ÖTE-BERİ
Başlığı şu şekilde “öteberi” yazsaydım, önemsiz bi kaç bişey anlamına gelirdi. Maksadım, öte ve beri (= bura), ötede ve beride (= burada) olanlar, bulunanlar.
Öte deyince, ilk elde âhiret akla gelir; aslında yarın da ötedir. Âhiret, âhir’in (= sonranın) isim hâlidir; âhir, hep olacak, zaman durmayacak; hayat, hiç son bulmayacak.
Beri ise, bura, şimdi, şu yaşadığımız dünya.
Beri ile bilim; öte ile sanat, felsefe ve din ilgilenir. Bilim, görünenleri (= şehâdet âlemini, somut/fizik âlemi); sanat, felsefe ve din, görünmeyenleri (= gayb âlemini, soyut/metafizik âlemi) konu edinir. Sanat ve felsefenin görünmeyenlere (= gayb âlemine) gidiş-gelişi, şimşek çakması gibidir.

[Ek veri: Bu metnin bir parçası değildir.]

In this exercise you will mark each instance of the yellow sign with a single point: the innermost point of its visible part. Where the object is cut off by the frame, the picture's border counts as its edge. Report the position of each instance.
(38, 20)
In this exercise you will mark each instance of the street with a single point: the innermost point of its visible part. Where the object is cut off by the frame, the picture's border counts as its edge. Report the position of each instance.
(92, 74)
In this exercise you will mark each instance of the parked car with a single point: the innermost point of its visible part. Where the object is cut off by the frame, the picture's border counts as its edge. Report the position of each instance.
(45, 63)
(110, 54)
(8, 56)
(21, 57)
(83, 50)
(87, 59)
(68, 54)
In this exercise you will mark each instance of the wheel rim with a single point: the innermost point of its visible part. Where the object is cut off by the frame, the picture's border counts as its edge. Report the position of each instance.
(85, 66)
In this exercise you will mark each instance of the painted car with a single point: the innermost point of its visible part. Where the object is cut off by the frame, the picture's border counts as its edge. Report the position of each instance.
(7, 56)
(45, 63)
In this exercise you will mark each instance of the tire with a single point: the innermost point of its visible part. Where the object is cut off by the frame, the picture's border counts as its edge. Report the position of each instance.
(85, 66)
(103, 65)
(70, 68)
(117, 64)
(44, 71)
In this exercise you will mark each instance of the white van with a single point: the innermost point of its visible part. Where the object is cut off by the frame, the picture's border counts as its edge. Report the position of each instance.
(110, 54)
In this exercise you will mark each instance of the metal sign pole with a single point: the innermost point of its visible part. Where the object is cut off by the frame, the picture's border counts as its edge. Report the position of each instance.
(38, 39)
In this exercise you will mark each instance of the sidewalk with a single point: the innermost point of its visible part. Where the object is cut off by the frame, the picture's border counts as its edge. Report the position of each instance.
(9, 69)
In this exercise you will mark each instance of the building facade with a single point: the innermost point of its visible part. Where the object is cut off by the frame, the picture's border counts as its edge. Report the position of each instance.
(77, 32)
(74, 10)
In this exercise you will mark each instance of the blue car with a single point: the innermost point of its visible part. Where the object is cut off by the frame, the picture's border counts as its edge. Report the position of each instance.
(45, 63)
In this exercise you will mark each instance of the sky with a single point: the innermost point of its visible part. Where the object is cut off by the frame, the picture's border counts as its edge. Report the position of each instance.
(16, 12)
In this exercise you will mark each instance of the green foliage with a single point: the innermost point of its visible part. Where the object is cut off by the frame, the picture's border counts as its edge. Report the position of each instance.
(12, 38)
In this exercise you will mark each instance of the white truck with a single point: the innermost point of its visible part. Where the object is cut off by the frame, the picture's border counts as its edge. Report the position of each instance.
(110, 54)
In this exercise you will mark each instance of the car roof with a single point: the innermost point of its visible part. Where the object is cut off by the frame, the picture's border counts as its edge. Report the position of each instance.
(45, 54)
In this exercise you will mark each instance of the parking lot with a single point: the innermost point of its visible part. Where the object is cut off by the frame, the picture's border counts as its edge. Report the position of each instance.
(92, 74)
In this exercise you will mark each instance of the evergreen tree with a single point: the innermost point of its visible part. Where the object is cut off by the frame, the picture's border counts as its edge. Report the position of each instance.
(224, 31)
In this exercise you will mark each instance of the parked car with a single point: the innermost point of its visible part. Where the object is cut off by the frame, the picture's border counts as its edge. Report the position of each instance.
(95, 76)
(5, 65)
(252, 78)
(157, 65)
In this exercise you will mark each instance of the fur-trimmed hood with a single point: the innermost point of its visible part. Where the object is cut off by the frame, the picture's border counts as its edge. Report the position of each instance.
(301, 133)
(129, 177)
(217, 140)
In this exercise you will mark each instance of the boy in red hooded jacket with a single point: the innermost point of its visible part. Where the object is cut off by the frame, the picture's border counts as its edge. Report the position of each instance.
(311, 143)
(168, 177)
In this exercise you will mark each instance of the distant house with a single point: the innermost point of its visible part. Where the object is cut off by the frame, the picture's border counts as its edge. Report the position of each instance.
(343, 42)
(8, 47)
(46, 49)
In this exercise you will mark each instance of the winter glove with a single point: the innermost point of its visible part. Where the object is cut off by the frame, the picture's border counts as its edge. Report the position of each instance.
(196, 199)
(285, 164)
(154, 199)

Sanat, o âlemde gördüklerini duyulara; felsefe, akla taşır. İki alan da soyuttur. Sanatın dili, ışık, renk, nota, şekil; felsefenin dili, kelime-kavram veya anlamdır. İki dil de öteye dair bi şeyler söyler. Sanatın dilini, sanatçı (veya sanatseverler); felsefenin dilini felsefeci (veya felsefeye ilgi duyanlar) anlarlar.
Din dili ise, hem gündelik hem de semboliktir. Bu dil, hem duyulara, hem duygulara, hem akla, hem de kalbe hitap eder; onun muhatabı herkes = her düzeydeki (= her seviyedeki) insandır.
Zâhiriler, onun gündelik yanına ağırlık verirken; bâtınîler, sembolik veya metaforik yanına ağırlık verirler. Bu, aynı, öteden beriye, beriden öteye gidiş-geliş gibidir.
Berideki (= buradaki) yaşam, bizi tahmin (= mesut-mutlu) etse, öteye gitme arzusu duymazdık. Bura bizi kesmiyor. “Dinsizler”! (= her hangi bir dine inanmayanlar), bu işi sanat ve felsefe ile yapıyorlar, yapmaya çalışıyorlar. Bu arayışlarında samimî olan sanatçılar ve filozoflar, bir dine olmasa da bir Tanrı’ya inanmak zorunda kalıyorlar.
Çünkü din (= Allah) bize, öteden beriye en doğru, en sahih bilgileri veriyor. = Verdiği bilgilerle bizi beriden öteye götürüyor. Bakın!, ‘şöyle yaşarsanız, ötede şöyle; böyle yaşarsanız, ötede böyle bir hayat ile karşılaşacaksınız.’, diyor. Buna inanmayan sanatçılar ve filozoflar ise, yeni bişey bulabilir miyiz diye “kıvranıyorlar”! ama buldukları şeye, kendilerini de inanmıyorlar, bu yüzden sürekli arıyorlar.